Pikey and Bartholomew leaped over the general's body and pelted down the walkway. At its end was the metal door, battered and dented. Bartholomew gripped its wheel and wrenched it about. Pikey joined in, pushing with all his strength. And then there was a distant, echoing clang, like something huge and solid, snapping . . . And everything began to tip. The walkway tilted down like a slow trapdoor. The general slid under the guardrail and plummeted into the dark. Pikey and Bartholomew held on to the wheel for dear life.

“It's stopped!” Bartholomew yelled. “The prison's stopped!”

Pikey's foot found the guardrail under him and he stood.
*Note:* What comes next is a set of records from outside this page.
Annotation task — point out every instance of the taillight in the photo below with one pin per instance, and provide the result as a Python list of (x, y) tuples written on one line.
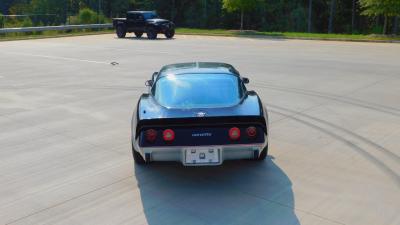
[(234, 133), (168, 135), (251, 132), (151, 135)]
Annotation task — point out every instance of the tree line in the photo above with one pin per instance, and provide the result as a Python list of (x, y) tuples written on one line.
[(322, 16)]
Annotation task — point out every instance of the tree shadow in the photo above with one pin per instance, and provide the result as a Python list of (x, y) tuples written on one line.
[(238, 192)]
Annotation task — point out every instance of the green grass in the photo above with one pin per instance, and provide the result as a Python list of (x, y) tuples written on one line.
[(51, 34), (294, 35), (219, 32)]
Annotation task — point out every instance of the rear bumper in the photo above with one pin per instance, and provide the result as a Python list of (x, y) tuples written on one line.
[(177, 153)]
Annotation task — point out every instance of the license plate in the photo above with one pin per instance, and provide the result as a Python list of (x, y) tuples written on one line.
[(202, 156)]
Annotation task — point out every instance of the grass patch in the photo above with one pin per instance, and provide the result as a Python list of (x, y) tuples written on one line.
[(294, 35), (52, 34), (218, 32)]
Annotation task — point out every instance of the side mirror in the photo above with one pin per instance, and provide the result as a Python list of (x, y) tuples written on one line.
[(154, 75), (149, 83)]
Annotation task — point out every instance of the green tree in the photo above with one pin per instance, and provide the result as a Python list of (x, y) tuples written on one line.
[(385, 8), (242, 6)]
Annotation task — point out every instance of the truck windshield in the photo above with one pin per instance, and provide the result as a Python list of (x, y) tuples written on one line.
[(150, 15), (198, 90)]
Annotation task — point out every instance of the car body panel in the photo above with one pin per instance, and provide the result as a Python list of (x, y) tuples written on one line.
[(199, 127)]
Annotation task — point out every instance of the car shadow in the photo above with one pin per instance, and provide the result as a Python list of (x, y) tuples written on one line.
[(238, 192)]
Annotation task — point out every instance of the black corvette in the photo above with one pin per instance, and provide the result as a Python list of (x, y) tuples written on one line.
[(199, 114)]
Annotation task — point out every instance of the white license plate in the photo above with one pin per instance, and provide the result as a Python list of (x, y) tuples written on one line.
[(202, 155)]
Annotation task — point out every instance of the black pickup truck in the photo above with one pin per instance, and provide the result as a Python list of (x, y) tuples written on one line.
[(140, 22)]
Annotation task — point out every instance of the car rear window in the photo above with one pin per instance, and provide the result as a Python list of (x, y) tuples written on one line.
[(198, 90)]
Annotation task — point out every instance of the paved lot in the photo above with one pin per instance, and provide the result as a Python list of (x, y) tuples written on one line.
[(65, 155)]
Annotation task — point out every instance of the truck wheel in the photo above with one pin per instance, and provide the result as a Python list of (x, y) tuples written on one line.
[(138, 34), (170, 33), (137, 157), (121, 31), (263, 154), (151, 33)]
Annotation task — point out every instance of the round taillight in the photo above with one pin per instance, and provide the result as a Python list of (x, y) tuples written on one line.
[(234, 133), (151, 135), (251, 132), (168, 135)]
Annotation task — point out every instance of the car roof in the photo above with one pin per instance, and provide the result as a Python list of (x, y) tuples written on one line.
[(141, 11), (198, 68)]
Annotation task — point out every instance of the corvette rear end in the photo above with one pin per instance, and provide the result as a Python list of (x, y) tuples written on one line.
[(181, 118)]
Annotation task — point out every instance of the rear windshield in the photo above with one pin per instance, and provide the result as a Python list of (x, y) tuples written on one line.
[(198, 90)]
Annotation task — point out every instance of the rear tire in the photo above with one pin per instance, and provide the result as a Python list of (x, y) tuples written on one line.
[(151, 33), (137, 157), (138, 34), (263, 154), (170, 33), (121, 31)]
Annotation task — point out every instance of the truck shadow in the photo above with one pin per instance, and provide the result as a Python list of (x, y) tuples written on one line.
[(239, 192)]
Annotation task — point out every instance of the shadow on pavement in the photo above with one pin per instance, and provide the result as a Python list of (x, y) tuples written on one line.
[(239, 192)]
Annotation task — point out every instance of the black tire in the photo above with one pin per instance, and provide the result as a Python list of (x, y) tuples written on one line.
[(170, 33), (263, 154), (151, 33), (138, 34), (121, 31), (137, 157)]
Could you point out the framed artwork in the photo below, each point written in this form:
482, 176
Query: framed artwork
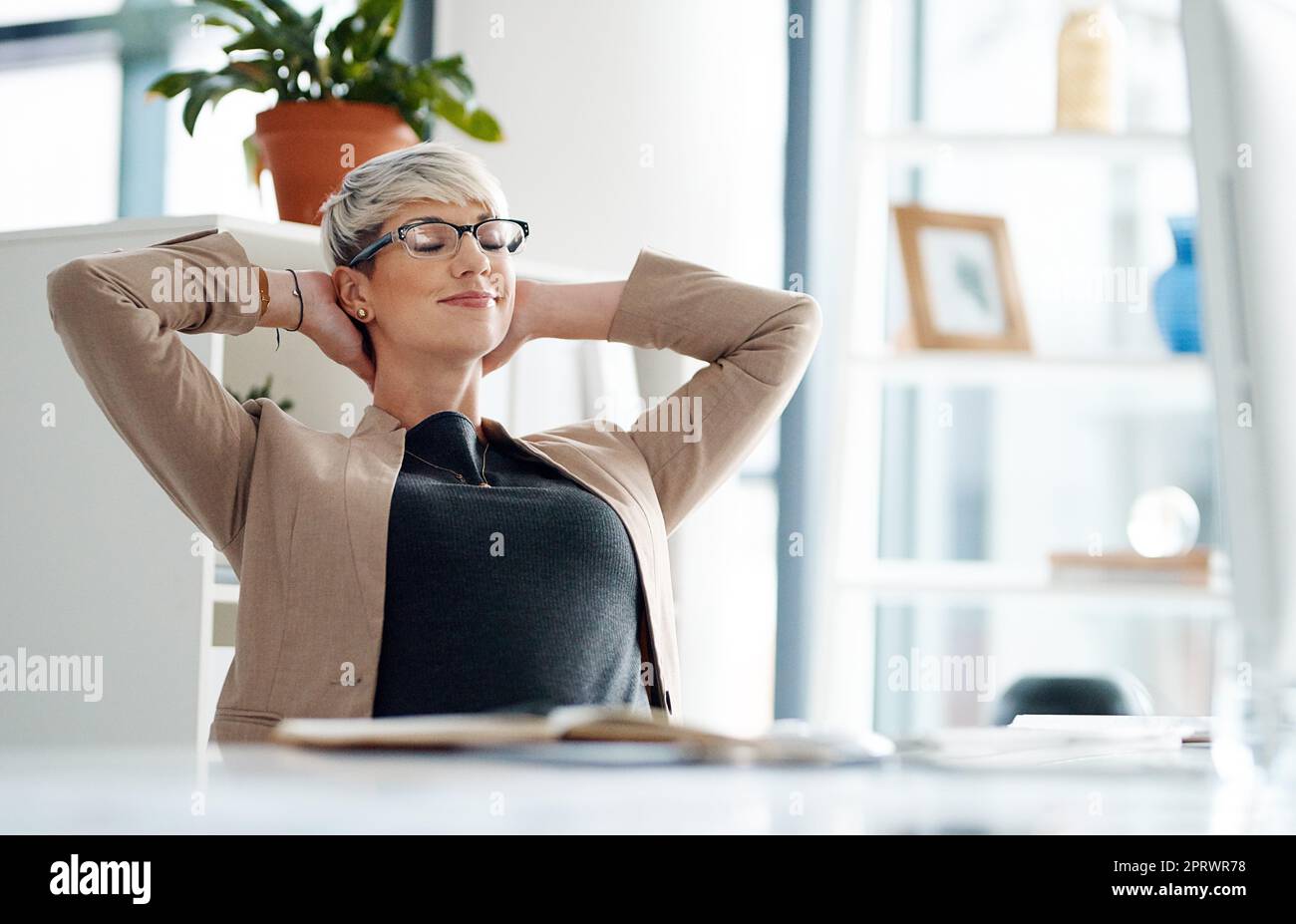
962, 285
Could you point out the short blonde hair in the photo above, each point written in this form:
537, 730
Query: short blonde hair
375, 190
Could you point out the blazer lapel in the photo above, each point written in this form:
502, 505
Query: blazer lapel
372, 465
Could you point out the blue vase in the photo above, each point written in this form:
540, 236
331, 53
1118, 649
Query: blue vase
1175, 292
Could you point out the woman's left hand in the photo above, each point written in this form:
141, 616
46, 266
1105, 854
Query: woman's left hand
519, 328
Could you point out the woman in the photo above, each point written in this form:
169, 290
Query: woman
431, 561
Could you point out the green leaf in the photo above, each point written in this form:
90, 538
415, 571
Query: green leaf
176, 82
211, 90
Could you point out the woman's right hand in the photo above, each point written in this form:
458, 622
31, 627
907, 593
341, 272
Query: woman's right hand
323, 319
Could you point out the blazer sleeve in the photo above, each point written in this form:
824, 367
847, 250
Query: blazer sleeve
120, 316
757, 342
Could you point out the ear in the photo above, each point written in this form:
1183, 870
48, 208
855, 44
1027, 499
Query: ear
353, 289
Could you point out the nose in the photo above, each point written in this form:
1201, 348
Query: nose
471, 255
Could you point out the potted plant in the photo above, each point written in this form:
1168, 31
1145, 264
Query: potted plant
340, 98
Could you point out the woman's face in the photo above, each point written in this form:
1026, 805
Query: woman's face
407, 297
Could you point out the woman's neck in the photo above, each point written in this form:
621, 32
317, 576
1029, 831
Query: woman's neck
413, 393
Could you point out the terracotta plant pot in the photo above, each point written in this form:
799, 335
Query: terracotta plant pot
310, 147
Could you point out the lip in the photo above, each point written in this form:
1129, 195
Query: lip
474, 298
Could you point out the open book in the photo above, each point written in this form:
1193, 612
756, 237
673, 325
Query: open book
570, 724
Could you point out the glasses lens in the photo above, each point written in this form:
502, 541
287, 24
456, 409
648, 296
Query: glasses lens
500, 236
432, 240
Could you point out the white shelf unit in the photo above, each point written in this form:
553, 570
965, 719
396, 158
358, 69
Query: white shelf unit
859, 578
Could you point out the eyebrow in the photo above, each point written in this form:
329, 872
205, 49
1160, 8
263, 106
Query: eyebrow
435, 218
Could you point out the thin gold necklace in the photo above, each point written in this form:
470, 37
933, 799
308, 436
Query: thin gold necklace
481, 483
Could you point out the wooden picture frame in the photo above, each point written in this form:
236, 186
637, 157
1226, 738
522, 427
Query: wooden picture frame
976, 303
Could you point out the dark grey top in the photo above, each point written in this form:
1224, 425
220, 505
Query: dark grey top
522, 595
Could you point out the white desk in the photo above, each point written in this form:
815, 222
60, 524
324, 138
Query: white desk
271, 789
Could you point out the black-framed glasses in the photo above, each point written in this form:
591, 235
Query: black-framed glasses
440, 240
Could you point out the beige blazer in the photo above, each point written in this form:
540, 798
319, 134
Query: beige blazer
302, 513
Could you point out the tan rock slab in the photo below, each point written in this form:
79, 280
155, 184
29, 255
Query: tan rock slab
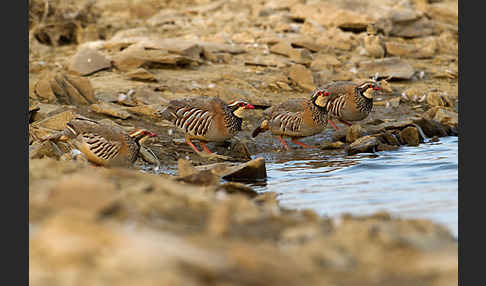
387, 67
110, 109
88, 61
302, 76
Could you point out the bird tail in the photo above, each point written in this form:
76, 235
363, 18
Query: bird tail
262, 128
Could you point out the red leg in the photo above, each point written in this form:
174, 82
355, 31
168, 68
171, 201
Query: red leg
333, 124
284, 143
188, 141
303, 144
205, 148
346, 122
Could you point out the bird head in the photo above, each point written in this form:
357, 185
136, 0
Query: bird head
239, 106
367, 88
Gritting his teeth, he gave the wheel one last turn. The door slammed open, and Pikey and Bartholomew clambered onto it, into a stairwell. The globe lurched again. Pikey tumbled into the wall and fell. Everything was on its side now. The walls were the floor and ceiling, and the steps went up sideways.

“We need to get to the ground!” Bartholomew shouted as a huge iron cog came bouncing and crashing past them. “Get on the railing and climb. Move!”

They found a hatch in the floor and climbed down, down into the depths of the prison. They passed pipes and machinery and dim flickering brimstone bulbs. And then they were in the pushing pits and the faeries were swarming around them. Piskies buzzed. Goblins shrieked, clacking their teeth. They had been worked into a frenzy. They were sliding everywhere, trying to escape. They carried weapons. Extendable pikes and blunderbusses. English weapons. None of them paid any heed to the two cloaked figures hurrying among them.